No interdiscurso, a formulação discursiva se dá através de uma relação múltipla com outros discursos, que possibilitam o deslize do dizer e a constituição de outros dizeres. É nessa complexidade de deslize, transformação do dizer, que se processa a historicidade. As palavras significam pela história e pela língua, não é propriedade do sujeito, este “diz, pensa que sabe o que diz, mas não tem acesso ou controle sobre o modo pelo qual os sentidos se constituem nele” (ORLANDI, 2000, p. 32), pois os seus dizeres são da ordem de uma construção do inconsciente a qual não tem entrada diretamente.

A possibilidade do discurso se efetiva em uma relação direta entre o já-dito e o que está se dizendo, em que o discurso se concretiza na elaboração (intradiscurso), que é o que estamos dizendo no momento dado. Assim, as formulações que se constituem ao longo da história, memória (interdiscurso) é que tornam possível o sujeito se significar. Então, o dizer se organiza através do jogo da memória (constituição) e da atualidade (formulação) (ORLANDI, 2000).

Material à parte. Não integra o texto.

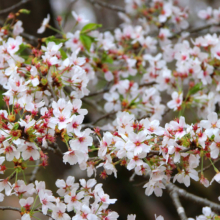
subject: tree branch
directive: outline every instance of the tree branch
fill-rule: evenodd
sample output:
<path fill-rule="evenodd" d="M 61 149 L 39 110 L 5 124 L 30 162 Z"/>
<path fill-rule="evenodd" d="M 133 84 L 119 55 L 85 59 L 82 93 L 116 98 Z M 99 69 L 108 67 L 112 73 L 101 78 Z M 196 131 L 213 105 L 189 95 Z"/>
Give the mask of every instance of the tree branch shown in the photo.
<path fill-rule="evenodd" d="M 100 118 L 98 118 L 97 120 L 95 120 L 94 122 L 92 122 L 91 124 L 92 124 L 92 125 L 95 125 L 95 124 L 97 124 L 99 121 L 101 121 L 101 120 L 103 120 L 103 119 L 109 117 L 110 115 L 114 115 L 115 113 L 117 113 L 117 111 L 110 112 L 110 113 L 108 113 L 108 114 L 106 114 L 106 115 L 103 115 L 103 116 L 101 116 Z"/>
<path fill-rule="evenodd" d="M 0 11 L 0 15 L 6 14 L 6 13 L 8 13 L 8 12 L 11 12 L 11 11 L 13 11 L 14 9 L 20 7 L 21 5 L 23 5 L 23 4 L 25 4 L 25 3 L 29 2 L 29 1 L 31 1 L 31 0 L 21 0 L 21 1 L 18 2 L 17 4 L 14 4 L 14 5 L 12 5 L 12 6 L 8 7 L 8 8 L 6 8 L 6 9 L 1 10 L 1 11 Z"/>
<path fill-rule="evenodd" d="M 181 196 L 185 199 L 191 200 L 193 202 L 196 202 L 197 204 L 200 204 L 203 206 L 209 206 L 213 211 L 220 212 L 220 205 L 219 204 L 214 203 L 212 201 L 209 201 L 208 199 L 196 196 L 192 193 L 189 193 L 186 190 L 181 189 L 172 183 L 169 183 L 168 185 L 167 186 L 171 187 L 175 192 L 178 193 L 179 196 Z"/>
<path fill-rule="evenodd" d="M 175 188 L 172 186 L 172 184 L 166 185 L 167 191 L 170 194 L 171 199 L 173 200 L 173 204 L 176 207 L 177 213 L 181 220 L 187 220 L 186 213 L 184 208 L 182 207 L 178 193 L 175 191 Z"/>
<path fill-rule="evenodd" d="M 193 34 L 193 33 L 197 33 L 197 32 L 199 32 L 199 31 L 203 31 L 203 30 L 205 30 L 205 29 L 211 28 L 211 27 L 213 27 L 213 26 L 218 26 L 218 25 L 219 25 L 219 24 L 216 24 L 216 25 L 214 25 L 214 24 L 207 24 L 207 25 L 204 25 L 204 26 L 201 26 L 201 27 L 192 28 L 192 29 L 190 29 L 188 32 L 189 32 L 190 34 Z M 172 39 L 178 38 L 181 33 L 182 33 L 182 31 L 180 31 L 180 32 L 178 32 L 178 33 L 174 33 L 174 35 L 173 35 L 172 37 L 169 37 L 169 39 L 172 40 Z"/>
<path fill-rule="evenodd" d="M 32 171 L 32 174 L 31 174 L 31 177 L 30 177 L 30 179 L 29 179 L 29 183 L 32 183 L 32 182 L 34 182 L 34 180 L 36 179 L 36 174 L 37 174 L 37 172 L 38 172 L 38 170 L 39 170 L 39 168 L 40 168 L 40 166 L 39 166 L 39 164 L 40 164 L 40 159 L 38 159 L 37 161 L 36 161 L 36 167 L 33 169 L 33 171 Z"/>
<path fill-rule="evenodd" d="M 11 210 L 11 211 L 16 211 L 16 212 L 20 212 L 21 213 L 21 209 L 16 208 L 16 207 L 11 207 L 11 206 L 0 206 L 0 210 L 1 211 Z M 35 209 L 34 211 L 39 211 L 40 213 L 42 213 L 42 211 L 40 209 Z M 46 216 L 51 218 L 51 215 L 46 214 Z"/>
<path fill-rule="evenodd" d="M 99 1 L 99 0 L 88 0 L 91 4 L 93 5 L 99 5 L 103 8 L 108 8 L 112 11 L 116 11 L 116 12 L 125 12 L 125 9 L 122 8 L 122 7 L 119 7 L 117 5 L 112 5 L 112 4 L 108 4 L 106 2 L 103 2 L 103 1 Z"/>

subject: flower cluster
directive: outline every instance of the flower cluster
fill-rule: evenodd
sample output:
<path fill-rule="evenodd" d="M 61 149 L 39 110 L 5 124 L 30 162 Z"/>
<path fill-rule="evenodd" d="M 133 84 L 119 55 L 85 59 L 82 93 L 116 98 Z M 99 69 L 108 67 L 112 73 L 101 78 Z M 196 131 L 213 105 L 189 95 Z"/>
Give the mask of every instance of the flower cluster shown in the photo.
<path fill-rule="evenodd" d="M 58 37 L 42 38 L 35 47 L 22 37 L 17 20 L 22 12 L 11 14 L 0 29 L 5 103 L 0 110 L 1 202 L 5 195 L 18 196 L 22 220 L 36 212 L 60 220 L 119 217 L 108 208 L 116 199 L 95 179 L 80 179 L 80 184 L 73 176 L 59 179 L 58 196 L 44 181 L 34 184 L 37 169 L 48 166 L 49 151 L 65 164 L 78 164 L 88 177 L 117 178 L 119 166 L 133 177 L 146 176 L 148 196 L 162 196 L 175 182 L 186 187 L 192 180 L 205 187 L 220 182 L 215 166 L 220 153 L 217 34 L 189 38 L 190 32 L 181 32 L 188 27 L 188 11 L 175 1 L 125 0 L 120 28 L 101 32 L 101 25 L 73 11 L 74 28 L 84 24 L 81 29 L 64 33 L 60 28 Z M 208 8 L 198 16 L 219 24 L 219 9 Z M 37 33 L 53 28 L 49 21 L 50 15 Z M 85 123 L 91 108 L 96 120 Z M 186 111 L 195 115 L 188 119 Z M 166 118 L 169 113 L 175 116 Z M 204 173 L 207 161 L 216 173 L 211 181 Z M 196 219 L 216 217 L 209 207 L 203 214 Z"/>

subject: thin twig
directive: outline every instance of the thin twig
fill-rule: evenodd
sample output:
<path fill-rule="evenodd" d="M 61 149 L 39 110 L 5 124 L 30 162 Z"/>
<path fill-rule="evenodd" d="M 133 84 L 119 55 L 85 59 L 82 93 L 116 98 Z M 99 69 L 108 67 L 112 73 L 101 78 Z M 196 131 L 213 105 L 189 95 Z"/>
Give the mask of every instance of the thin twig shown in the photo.
<path fill-rule="evenodd" d="M 25 3 L 29 2 L 29 1 L 31 1 L 31 0 L 22 0 L 22 1 L 18 2 L 17 4 L 14 4 L 14 5 L 12 5 L 12 6 L 8 7 L 8 8 L 5 8 L 5 9 L 0 11 L 0 15 L 6 14 L 8 12 L 11 12 L 14 9 L 20 7 L 21 5 L 23 5 L 23 4 L 25 4 Z"/>
<path fill-rule="evenodd" d="M 53 143 L 53 146 L 48 146 L 45 150 L 53 151 L 53 153 L 57 154 L 60 157 L 63 157 L 63 153 L 60 150 L 57 143 Z"/>
<path fill-rule="evenodd" d="M 53 98 L 54 98 L 54 101 L 57 101 L 57 97 L 56 97 L 56 95 L 55 95 L 55 92 L 53 91 L 53 87 L 52 87 L 52 85 L 51 85 L 51 83 L 48 81 L 48 85 L 49 85 L 49 87 L 50 87 L 50 91 L 51 91 L 51 93 L 52 93 L 52 96 L 53 96 Z"/>
<path fill-rule="evenodd" d="M 109 92 L 109 89 L 102 89 L 102 90 L 99 90 L 97 92 L 90 93 L 89 95 L 86 96 L 86 98 L 96 96 L 96 95 L 100 95 L 100 94 L 103 94 L 105 92 Z"/>
<path fill-rule="evenodd" d="M 16 208 L 16 207 L 11 207 L 11 206 L 0 206 L 0 210 L 1 211 L 11 210 L 11 211 L 16 211 L 16 212 L 21 212 L 21 209 Z M 38 212 L 42 213 L 42 211 L 40 209 L 35 209 L 34 211 L 38 211 Z M 46 214 L 46 216 L 51 218 L 51 215 L 49 215 L 49 214 Z"/>
<path fill-rule="evenodd" d="M 201 198 L 199 196 L 191 194 L 191 193 L 187 192 L 186 190 L 181 189 L 172 183 L 169 183 L 168 185 L 170 185 L 173 188 L 173 190 L 175 190 L 178 193 L 179 196 L 181 196 L 185 199 L 191 200 L 193 202 L 196 202 L 197 204 L 200 204 L 203 206 L 209 206 L 213 211 L 220 212 L 220 205 L 219 204 L 214 203 L 212 201 L 209 201 L 208 199 Z"/>
<path fill-rule="evenodd" d="M 88 0 L 91 4 L 93 5 L 99 5 L 103 8 L 108 8 L 112 11 L 116 11 L 116 12 L 125 12 L 125 9 L 122 7 L 119 7 L 117 5 L 112 5 L 112 4 L 108 4 L 106 2 L 103 1 L 99 1 L 99 0 Z"/>
<path fill-rule="evenodd" d="M 70 1 L 70 4 L 68 5 L 68 8 L 67 8 L 66 16 L 65 16 L 65 18 L 63 19 L 63 24 L 62 24 L 62 27 L 63 27 L 63 28 L 66 26 L 66 23 L 67 23 L 67 20 L 68 20 L 68 15 L 71 13 L 73 5 L 74 5 L 77 1 L 78 1 L 78 0 L 72 0 L 72 1 Z"/>
<path fill-rule="evenodd" d="M 197 27 L 197 28 L 192 28 L 190 30 L 188 30 L 188 32 L 190 34 L 192 33 L 197 33 L 197 32 L 200 32 L 200 31 L 203 31 L 205 29 L 208 29 L 208 28 L 211 28 L 213 26 L 218 26 L 219 24 L 207 24 L 207 25 L 204 25 L 204 26 L 201 26 L 201 27 Z M 181 35 L 182 31 L 178 32 L 178 33 L 175 33 L 172 37 L 169 37 L 169 39 L 175 39 L 175 38 L 178 38 L 180 35 Z"/>
<path fill-rule="evenodd" d="M 173 200 L 173 204 L 176 207 L 176 210 L 177 210 L 177 213 L 178 213 L 180 219 L 187 220 L 185 210 L 180 203 L 179 195 L 176 192 L 175 188 L 173 187 L 173 184 L 167 184 L 166 188 L 170 194 L 171 199 Z"/>
<path fill-rule="evenodd" d="M 117 111 L 110 112 L 110 113 L 108 113 L 108 114 L 106 114 L 106 115 L 103 115 L 103 116 L 101 116 L 100 118 L 98 118 L 97 120 L 95 120 L 94 122 L 92 122 L 91 124 L 92 124 L 92 125 L 95 125 L 95 124 L 97 124 L 99 121 L 101 121 L 101 120 L 103 120 L 103 119 L 105 119 L 105 118 L 108 118 L 110 115 L 114 115 L 115 113 L 117 113 Z"/>
<path fill-rule="evenodd" d="M 36 164 L 35 164 L 36 167 L 35 167 L 34 170 L 32 171 L 32 175 L 31 175 L 31 177 L 30 177 L 30 179 L 29 179 L 29 183 L 34 182 L 34 180 L 36 179 L 36 174 L 37 174 L 37 172 L 38 172 L 38 170 L 39 170 L 39 168 L 40 168 L 39 164 L 40 164 L 40 159 L 38 159 L 38 160 L 36 161 Z"/>
<path fill-rule="evenodd" d="M 220 158 L 218 160 L 214 161 L 213 163 L 215 164 L 215 163 L 218 163 L 219 161 L 220 161 Z M 209 164 L 208 166 L 204 167 L 202 171 L 204 172 L 204 171 L 208 170 L 211 167 L 213 167 L 213 165 Z M 201 170 L 199 170 L 198 173 L 201 173 Z"/>

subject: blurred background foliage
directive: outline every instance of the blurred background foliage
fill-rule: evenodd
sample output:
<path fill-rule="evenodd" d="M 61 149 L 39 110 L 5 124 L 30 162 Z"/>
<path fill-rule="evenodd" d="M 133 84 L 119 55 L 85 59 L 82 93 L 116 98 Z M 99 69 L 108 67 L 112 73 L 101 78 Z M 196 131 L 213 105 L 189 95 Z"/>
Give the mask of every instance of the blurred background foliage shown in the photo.
<path fill-rule="evenodd" d="M 121 7 L 124 6 L 124 0 L 102 0 L 103 2 L 107 2 L 109 4 L 119 5 Z M 8 8 L 16 3 L 20 2 L 20 0 L 0 0 L 0 11 L 2 9 Z M 219 0 L 184 0 L 179 1 L 183 6 L 186 6 L 190 10 L 190 26 L 196 27 L 202 25 L 202 21 L 198 20 L 197 12 L 201 9 L 205 9 L 208 6 L 219 8 L 220 1 Z M 52 26 L 57 26 L 56 17 L 61 15 L 64 18 L 64 30 L 69 31 L 73 26 L 73 18 L 71 15 L 71 11 L 74 10 L 76 13 L 85 14 L 86 17 L 90 20 L 90 22 L 96 22 L 102 24 L 103 27 L 101 30 L 113 31 L 114 28 L 118 27 L 122 22 L 117 16 L 117 12 L 94 6 L 90 3 L 89 0 L 31 0 L 26 4 L 23 4 L 20 8 L 26 8 L 31 11 L 29 15 L 22 14 L 19 19 L 23 21 L 23 27 L 25 32 L 36 37 L 45 37 L 49 35 L 53 35 L 54 32 L 47 29 L 46 32 L 42 35 L 38 35 L 37 29 L 40 27 L 42 20 L 49 13 L 51 15 L 50 24 Z M 15 11 L 18 11 L 18 8 Z M 0 14 L 0 22 L 3 22 L 7 17 L 7 13 Z M 0 79 L 1 80 L 1 79 Z M 3 89 L 0 88 L 0 109 L 5 109 L 5 104 L 3 101 Z M 89 110 L 89 115 L 87 117 L 87 122 L 90 122 L 91 118 L 96 117 L 96 112 L 94 108 L 89 104 L 84 105 L 85 108 Z M 166 120 L 171 120 L 173 115 L 167 115 Z M 189 118 L 187 122 L 189 123 L 193 120 L 191 114 L 189 113 L 186 117 Z M 62 143 L 58 143 L 62 149 Z M 44 169 L 40 168 L 36 178 L 38 181 L 44 180 L 46 182 L 46 186 L 48 189 L 51 189 L 53 192 L 56 192 L 55 181 L 59 178 L 66 179 L 67 176 L 75 176 L 76 181 L 80 178 L 87 178 L 86 172 L 81 171 L 77 165 L 70 166 L 65 165 L 62 162 L 62 158 L 54 155 L 52 153 L 48 154 L 49 156 L 49 166 Z M 220 163 L 217 164 L 217 168 L 219 168 Z M 31 171 L 31 170 L 30 170 Z M 28 173 L 28 171 L 26 171 Z M 129 181 L 132 176 L 132 172 L 129 172 L 123 167 L 119 167 L 118 169 L 118 178 L 115 179 L 113 176 L 109 176 L 107 179 L 102 180 L 99 178 L 99 170 L 98 170 L 97 180 L 102 182 L 104 185 L 104 190 L 106 193 L 110 195 L 111 198 L 117 198 L 118 201 L 115 205 L 112 205 L 112 210 L 119 213 L 119 220 L 126 220 L 128 214 L 137 214 L 137 220 L 151 220 L 154 219 L 154 214 L 163 215 L 165 220 L 176 220 L 178 219 L 178 215 L 176 210 L 169 198 L 169 195 L 164 190 L 162 198 L 157 198 L 152 195 L 147 197 L 144 194 L 143 185 L 147 182 L 147 179 L 143 177 L 136 176 L 133 181 Z M 214 172 L 209 170 L 209 179 L 212 178 Z M 7 176 L 7 175 L 5 175 Z M 4 178 L 1 176 L 1 179 Z M 178 185 L 178 184 L 177 184 Z M 178 185 L 182 188 L 186 188 L 183 185 Z M 203 185 L 195 183 L 192 181 L 192 185 L 187 189 L 189 192 L 199 195 L 204 198 L 208 198 L 214 202 L 218 202 L 217 197 L 219 196 L 219 185 L 217 183 L 213 183 L 212 187 L 208 189 L 204 188 Z M 202 207 L 198 204 L 185 201 L 181 199 L 183 207 L 186 209 L 186 214 L 188 217 L 193 217 L 195 215 L 201 214 Z M 4 200 L 4 204 L 2 205 L 10 205 L 18 207 L 18 198 L 17 197 L 9 197 Z M 42 217 L 39 214 L 40 219 L 48 219 L 48 217 Z M 0 211 L 0 220 L 10 220 L 10 219 L 18 219 L 20 218 L 19 213 L 12 211 Z"/>

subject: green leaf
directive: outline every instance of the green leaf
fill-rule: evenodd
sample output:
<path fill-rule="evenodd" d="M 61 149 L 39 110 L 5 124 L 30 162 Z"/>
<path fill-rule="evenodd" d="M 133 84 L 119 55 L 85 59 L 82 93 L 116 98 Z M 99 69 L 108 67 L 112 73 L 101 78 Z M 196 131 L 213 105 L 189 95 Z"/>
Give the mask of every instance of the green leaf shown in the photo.
<path fill-rule="evenodd" d="M 102 27 L 101 24 L 89 23 L 89 24 L 85 25 L 85 26 L 82 28 L 81 34 L 88 33 L 88 32 L 90 32 L 90 31 L 93 31 L 93 30 L 95 30 L 95 29 L 97 29 L 97 28 L 100 28 L 100 27 Z"/>
<path fill-rule="evenodd" d="M 189 95 L 197 93 L 199 90 L 202 90 L 202 83 L 197 83 L 189 90 Z"/>
<path fill-rule="evenodd" d="M 90 50 L 92 43 L 95 42 L 94 37 L 88 36 L 86 34 L 80 34 L 79 39 L 88 51 Z"/>
<path fill-rule="evenodd" d="M 65 52 L 62 48 L 59 49 L 59 51 L 60 51 L 62 60 L 65 60 L 65 59 L 68 57 L 67 54 L 66 54 L 66 52 Z"/>
<path fill-rule="evenodd" d="M 55 36 L 50 36 L 47 38 L 43 38 L 42 39 L 43 42 L 46 42 L 46 44 L 48 44 L 49 42 L 54 42 L 55 44 L 60 44 L 60 43 L 65 43 L 67 41 L 67 39 L 60 39 L 60 38 L 56 38 Z"/>

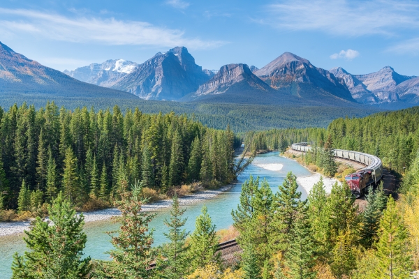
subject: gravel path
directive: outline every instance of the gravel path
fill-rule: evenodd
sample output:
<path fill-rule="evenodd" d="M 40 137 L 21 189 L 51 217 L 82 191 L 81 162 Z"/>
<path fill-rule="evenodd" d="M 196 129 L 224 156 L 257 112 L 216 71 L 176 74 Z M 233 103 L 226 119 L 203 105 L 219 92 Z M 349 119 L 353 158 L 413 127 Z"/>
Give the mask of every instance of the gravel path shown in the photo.
<path fill-rule="evenodd" d="M 198 192 L 191 195 L 187 195 L 179 198 L 180 205 L 188 205 L 195 204 L 205 199 L 211 199 L 218 195 L 230 189 L 234 184 L 229 184 L 227 186 L 217 190 L 206 190 Z M 159 209 L 170 207 L 172 204 L 171 199 L 164 199 L 145 204 L 142 209 L 147 211 L 156 211 Z M 94 222 L 103 220 L 110 219 L 112 216 L 117 216 L 121 212 L 115 209 L 106 209 L 97 210 L 91 212 L 84 212 L 84 222 Z M 0 237 L 10 234 L 17 234 L 22 233 L 29 227 L 30 222 L 1 222 L 0 223 Z"/>

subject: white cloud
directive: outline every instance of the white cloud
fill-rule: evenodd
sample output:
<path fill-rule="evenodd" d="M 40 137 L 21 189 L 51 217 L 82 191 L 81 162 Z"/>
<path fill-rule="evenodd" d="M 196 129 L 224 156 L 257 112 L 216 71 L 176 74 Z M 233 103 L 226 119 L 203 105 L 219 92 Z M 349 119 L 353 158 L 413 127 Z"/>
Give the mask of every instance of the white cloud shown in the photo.
<path fill-rule="evenodd" d="M 348 50 L 341 50 L 339 53 L 334 53 L 330 55 L 332 59 L 337 59 L 338 58 L 344 59 L 346 60 L 352 60 L 360 56 L 359 52 L 348 49 Z"/>
<path fill-rule="evenodd" d="M 184 10 L 188 8 L 190 5 L 189 2 L 186 2 L 182 0 L 168 0 L 166 3 L 171 6 L 173 8 L 176 8 L 181 10 Z"/>
<path fill-rule="evenodd" d="M 419 2 L 411 0 L 283 0 L 266 7 L 263 24 L 332 35 L 395 35 L 419 29 Z"/>
<path fill-rule="evenodd" d="M 114 17 L 78 17 L 71 18 L 34 10 L 0 8 L 0 15 L 12 15 L 13 20 L 0 20 L 0 34 L 22 32 L 50 40 L 113 45 L 137 45 L 191 49 L 216 47 L 223 41 L 186 38 L 184 31 L 156 27 L 139 21 L 118 20 Z M 18 20 L 17 20 L 18 19 Z"/>
<path fill-rule="evenodd" d="M 393 45 L 387 50 L 388 52 L 396 52 L 397 54 L 419 54 L 419 38 L 405 40 L 397 45 Z"/>

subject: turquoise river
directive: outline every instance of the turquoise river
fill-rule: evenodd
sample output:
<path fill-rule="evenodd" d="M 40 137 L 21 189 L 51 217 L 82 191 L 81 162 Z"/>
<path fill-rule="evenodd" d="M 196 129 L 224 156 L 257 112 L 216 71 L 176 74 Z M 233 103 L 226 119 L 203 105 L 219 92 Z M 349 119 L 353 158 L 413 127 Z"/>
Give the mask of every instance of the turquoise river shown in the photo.
<path fill-rule="evenodd" d="M 228 190 L 222 193 L 212 199 L 206 199 L 198 203 L 185 206 L 188 218 L 186 228 L 192 232 L 194 229 L 195 219 L 200 213 L 203 205 L 208 208 L 208 213 L 216 225 L 216 229 L 228 228 L 233 224 L 231 211 L 236 209 L 239 203 L 242 183 L 251 174 L 254 177 L 266 179 L 274 192 L 278 190 L 278 186 L 282 182 L 288 172 L 293 172 L 297 176 L 309 176 L 311 173 L 296 162 L 279 156 L 278 152 L 271 152 L 256 156 L 253 163 L 238 177 L 238 181 Z M 302 199 L 307 198 L 307 193 L 302 188 Z M 163 220 L 168 217 L 168 209 L 157 211 L 158 215 L 150 224 L 155 231 L 154 245 L 158 246 L 166 241 L 163 232 L 167 232 Z M 87 235 L 87 243 L 84 250 L 86 255 L 93 259 L 108 259 L 109 255 L 106 251 L 112 248 L 110 243 L 110 237 L 105 233 L 115 230 L 117 225 L 112 224 L 110 220 L 101 220 L 87 223 L 84 230 Z M 0 237 L 0 278 L 10 278 L 11 276 L 11 264 L 13 255 L 15 252 L 22 254 L 25 250 L 25 244 L 22 234 Z"/>

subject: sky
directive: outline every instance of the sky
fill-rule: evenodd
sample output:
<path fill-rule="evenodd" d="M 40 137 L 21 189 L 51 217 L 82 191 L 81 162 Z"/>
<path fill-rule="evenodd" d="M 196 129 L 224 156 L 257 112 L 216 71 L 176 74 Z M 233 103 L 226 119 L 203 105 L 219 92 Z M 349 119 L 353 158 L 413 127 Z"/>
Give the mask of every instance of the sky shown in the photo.
<path fill-rule="evenodd" d="M 290 52 L 328 70 L 419 75 L 419 1 L 2 0 L 0 41 L 59 70 L 185 46 L 212 70 Z"/>

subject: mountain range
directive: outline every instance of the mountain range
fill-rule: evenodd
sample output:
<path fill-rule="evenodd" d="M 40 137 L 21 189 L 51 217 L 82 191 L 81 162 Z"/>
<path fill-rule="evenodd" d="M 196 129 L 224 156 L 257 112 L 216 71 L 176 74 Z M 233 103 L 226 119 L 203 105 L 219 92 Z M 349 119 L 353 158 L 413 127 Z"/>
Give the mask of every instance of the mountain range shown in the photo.
<path fill-rule="evenodd" d="M 366 75 L 327 70 L 285 52 L 258 69 L 244 63 L 203 69 L 184 47 L 142 63 L 108 60 L 64 73 L 0 43 L 0 92 L 64 96 L 268 105 L 385 108 L 419 103 L 419 77 L 391 67 Z M 23 97 L 22 97 L 23 98 Z M 387 106 L 387 107 L 386 107 Z"/>
<path fill-rule="evenodd" d="M 0 42 L 0 93 L 69 98 L 134 99 L 126 92 L 98 86 L 71 77 L 14 52 Z"/>
<path fill-rule="evenodd" d="M 73 72 L 100 68 L 96 74 L 99 77 L 80 80 L 149 100 L 339 105 L 356 103 L 390 108 L 419 103 L 417 77 L 399 75 L 389 66 L 366 75 L 352 75 L 340 67 L 327 70 L 291 52 L 284 53 L 260 69 L 235 63 L 223 66 L 219 70 L 209 70 L 198 66 L 186 47 L 177 47 L 164 54 L 157 53 L 133 67 L 132 72 L 121 74 L 119 80 L 113 74 L 113 66 L 102 66 L 110 61 L 115 61 L 64 73 L 78 78 Z M 134 65 L 134 62 L 126 63 Z M 112 74 L 105 75 L 105 70 Z M 109 80 L 104 80 L 108 76 Z"/>

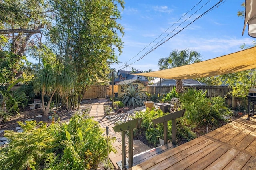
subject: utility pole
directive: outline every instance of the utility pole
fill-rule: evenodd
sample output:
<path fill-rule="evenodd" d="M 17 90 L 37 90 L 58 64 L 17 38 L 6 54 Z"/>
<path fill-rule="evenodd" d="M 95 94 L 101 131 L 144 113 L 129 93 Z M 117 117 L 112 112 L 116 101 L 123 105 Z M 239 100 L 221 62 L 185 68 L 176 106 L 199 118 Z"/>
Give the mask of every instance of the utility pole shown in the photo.
<path fill-rule="evenodd" d="M 126 71 L 126 68 L 127 68 L 127 63 L 125 63 L 125 79 L 126 79 L 126 73 L 127 73 L 127 71 Z"/>

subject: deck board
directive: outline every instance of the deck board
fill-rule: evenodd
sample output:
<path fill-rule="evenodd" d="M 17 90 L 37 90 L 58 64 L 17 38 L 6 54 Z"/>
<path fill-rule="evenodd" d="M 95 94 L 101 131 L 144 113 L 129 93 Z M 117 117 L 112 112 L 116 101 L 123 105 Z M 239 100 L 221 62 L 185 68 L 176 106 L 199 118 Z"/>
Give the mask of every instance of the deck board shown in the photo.
<path fill-rule="evenodd" d="M 256 169 L 256 119 L 247 115 L 130 170 Z"/>

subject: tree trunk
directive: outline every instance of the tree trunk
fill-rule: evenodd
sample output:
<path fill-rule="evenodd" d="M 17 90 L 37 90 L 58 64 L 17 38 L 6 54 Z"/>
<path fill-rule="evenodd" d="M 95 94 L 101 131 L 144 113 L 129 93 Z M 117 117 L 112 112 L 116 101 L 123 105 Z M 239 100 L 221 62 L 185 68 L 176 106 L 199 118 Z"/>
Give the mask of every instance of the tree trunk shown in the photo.
<path fill-rule="evenodd" d="M 178 93 L 180 93 L 183 91 L 183 85 L 182 81 L 181 79 L 179 79 L 176 80 L 176 92 Z"/>
<path fill-rule="evenodd" d="M 52 94 L 51 97 L 50 97 L 50 99 L 48 101 L 48 105 L 47 105 L 47 106 L 45 108 L 45 110 L 44 110 L 44 108 L 43 108 L 43 114 L 42 115 L 41 118 L 41 119 L 42 120 L 45 121 L 48 119 L 48 117 L 49 116 L 49 110 L 50 110 L 50 107 L 51 105 L 52 100 L 52 97 L 53 97 L 53 96 L 55 93 L 55 92 L 56 92 L 56 90 L 57 88 L 55 89 L 54 91 L 52 93 Z M 43 106 L 44 106 L 44 105 L 43 105 Z"/>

No interdiscurso, a memória é afetada pelo esquecimento. Segundo Pêcheux (1988), existem dois tipos de esquecimento. O primeiro, também chamado de esquecimento ideológico, é aquele que provoca a ilusão de sabermos do que falamos. Na verdade ele age encoberto por um véu (inconsciente), no sentido que faz acreditar que somos origem daquilo que falamos. Entretanto, somos afetados pela ideologia e pelo inconsciente. Já o segundo, é o esquecimento da ordem da enunciação, que produz a impressão de haver uma ligação direta entre o pensamento, a linguagem e o mundo. Por esse motivo, acreditamos que o que falamos só pode ser dito de uma maneira e não de outra. O teórico francês define o segundo tipo de esquecimento como o

“esquecimento” pelo qual todo sujeito-falante “seleciona” no interior da formação discursiva que o domina, isto é, no sistema de enunciados, formas e seqüências que nela se encontram em relação de paráfrase – um enunciado, forma ou seqüência, e não um outro, que, no entanto, está no campo daquilo que poderia reformulá-lo na formação discursiva considerada (PÊCHEUX, 1988, p. 173, grifos do autor).

Salientamos que os processos do dizer já estão em curso quando nascemos e é o sujeito que entra nesse processo para se constituir. Os discursos não se originam em nós. Mas é nesse jogo entre o diferente e o mesmo, entre o já-dito e o “a se dizer” que os sujeitos e os sentidos se movimentam. A língua e a história são determinantes para que haja sentido e sujeitos. O esquecimento é fundamental para que o sujeito e os sentidos imprimam marcas de pertencimento em uma dada realidade discursiva (ORLANDI, 2000).